Она очень скучала по своим. Баглеру и Ховарду сейчас должно было бы исполниться двадцать два и двадцать три. Хотя они обычно ее не обижали и всегда уступали ей любимое место в изголовье кровати, она отлично помнила и то, как они, усевшись с ней на белых ступеньках лестницы – кто-нибудь, Баглер или Ховард, зажимал ее между коленями, не давая уйти, – наслаждались, заставляя ее слушать страшные-престрашные (замри, ведьма!) истории, применяя давно испробованный и безотказный способ напугать ее до смерти. И Бэби Сагз тоже о многом рассказывала ей, лежа в гостиной. Днем бабушка пахла древесной корой, а ночью – листвой. Денвер хорошо это знала, потому что отказывалась спать в своей прежней комнате с тех пор, как убежали ее братья.

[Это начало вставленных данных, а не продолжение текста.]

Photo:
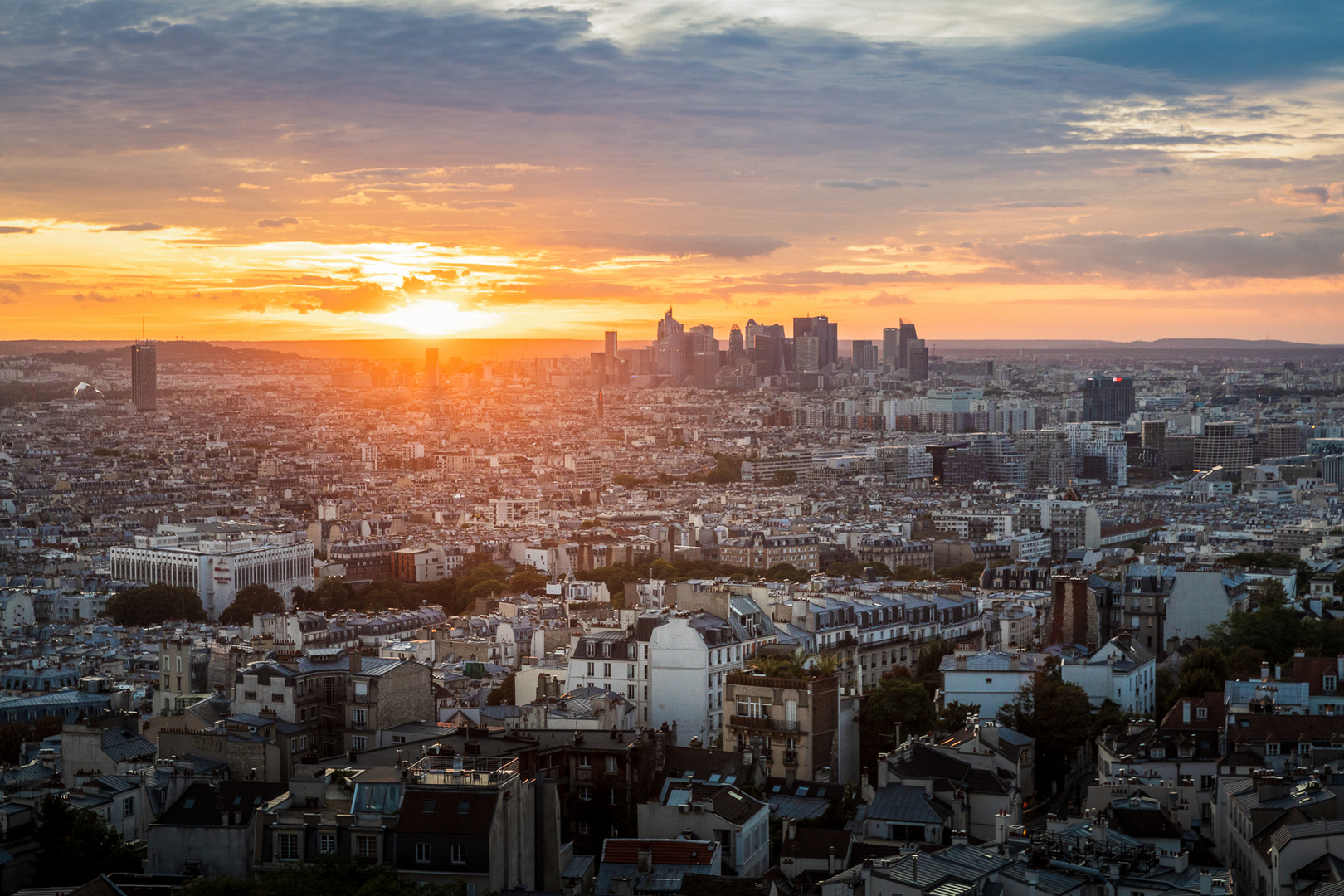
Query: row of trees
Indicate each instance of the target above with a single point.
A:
(1057, 713)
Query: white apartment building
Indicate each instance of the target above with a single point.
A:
(1118, 670)
(218, 566)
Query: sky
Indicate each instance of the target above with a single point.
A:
(538, 168)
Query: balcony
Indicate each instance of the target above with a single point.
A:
(763, 724)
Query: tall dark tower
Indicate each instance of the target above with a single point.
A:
(908, 334)
(1108, 398)
(144, 377)
(431, 368)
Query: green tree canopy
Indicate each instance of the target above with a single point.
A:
(527, 579)
(1058, 715)
(77, 845)
(251, 599)
(155, 605)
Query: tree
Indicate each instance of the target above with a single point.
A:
(527, 579)
(894, 700)
(155, 605)
(1058, 715)
(77, 845)
(256, 598)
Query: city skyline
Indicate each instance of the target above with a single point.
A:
(550, 171)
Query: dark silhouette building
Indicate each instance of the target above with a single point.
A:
(144, 377)
(1108, 398)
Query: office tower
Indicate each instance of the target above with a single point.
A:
(864, 355)
(1108, 398)
(1224, 444)
(917, 359)
(827, 334)
(891, 347)
(806, 353)
(737, 347)
(1155, 436)
(908, 336)
(670, 351)
(431, 368)
(144, 377)
(1281, 440)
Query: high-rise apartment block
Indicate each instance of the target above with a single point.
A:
(1108, 398)
(431, 368)
(144, 377)
(917, 360)
(1225, 444)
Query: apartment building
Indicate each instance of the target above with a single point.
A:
(793, 724)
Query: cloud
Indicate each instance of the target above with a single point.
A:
(1038, 204)
(277, 223)
(873, 183)
(1308, 195)
(1210, 253)
(368, 299)
(886, 299)
(678, 245)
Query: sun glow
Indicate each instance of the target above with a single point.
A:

А теперь ее мать поднялась наверх с мужчиной, который только что прогнал из дому единственное существо, заменившее ей друга. Денвер обмакнула кусочек булки в варенье и медленно, методично, с совершенно несчастным видом принялась жевать.
* * *
Не то чтобы поспешно, но и не теряя времени даром, Сэти и Поль Ди взобрались по белой лестнице на второй этаж. Ошеломленный свалившимся на него счастьем, тем, что отыскал ее дом и ее в нем, а также – тем, что сейчас они совершенно определенно будут заниматься любовью, Поль Ди решил выбросить последние двадцать пять лет жизни из своей памяти. На одну ступеньку впереди него шла та, что некогда сменила Бэби Сагз на ее посту, та самая новая девушка, о которой они мучительно мечтали ночами, ожидая, пока она сделает выбор. Он всего лишь поцеловал ее в словно покрытую сварными швами спину, однако это потрясло весь дом, а его заставило разнести здесь все вдрызг. Что ж, теперь он совершит нечто большее.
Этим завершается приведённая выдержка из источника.